The downside for Brainstorm in Debian is, it seems that the libraries which are needed for GPU accelerated processing can't be fully provided.
Pycuda is available, but
scikit-cuda (an additional library which provides wrappers for CUDA features like CUBLAS, CUFFT and CUSOLVER) is not and won't be, because the
CULA Dense Toolkit (scikit-cuda also contains wrappers for also that) is not available freely as source.
Because of that, a dependency against pycuda, not even as Suggests (it's non-free), has been spared.
Without GPU acceleration, Brainstorm computes the matrices on openBLAS using a Cython wrapper on the
NumpyHandler
, and the
PyCudaHandler
couldn't be used.
openBLAS makes pretty good use of the available hardware (it distributes over all available CPU cores), but it's not yet possible to run Brainstorm full throttle using available floating point devices to reduce training times, which becomes crucial when the projects are getting bigger.
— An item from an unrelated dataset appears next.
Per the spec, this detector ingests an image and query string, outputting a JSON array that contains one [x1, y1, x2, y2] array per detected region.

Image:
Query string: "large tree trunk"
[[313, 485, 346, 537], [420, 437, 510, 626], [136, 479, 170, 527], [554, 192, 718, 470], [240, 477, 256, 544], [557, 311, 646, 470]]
Brainstorm belongs to the number of deep learning frameworks already being or becoming available in Debian.
Currently there is:
-
Caffe for image recognition resp. classification is just around the corner (#823140).
-
Theano is currently in experimental, and will be ready together with libgpuarray (OpenCL based GPU accelerated processing) and Keras (abstraction layer) for Stretch.
It could already run on NVIDIA graphics card via CUDA (limited to amd64 and ppc64el, though).
-
Lasagne, another abstraction layer for Theano is RFP (#818641).
-
Google's Tensorflow, the free successor of Dist-Belief, is currently on ITP (#804612).
It's waiting for Google's build system Bazel to become available.
-
Torch is also ITP (#794634).
It's blocked by a wishlist bug on dh-lua to get closed.
-
Amazon's own machine learning workhorse dsstne ("destiny") is now also put under a free license and also will becoming available (#824692) in the near future for Debian (contrib).
It's not yet for image recognition applications, though (lacks CNN).
-
Mxnet is RFP (#808235).
I've checked over Microsoft's CNTK, but although it's also set free recently I have my doubts if that could be included.
Apparently there are dependencies against non-free software and most likely other issues.
So much for a little update on the state of deep learning in Debian, please excuse if my radar misses something.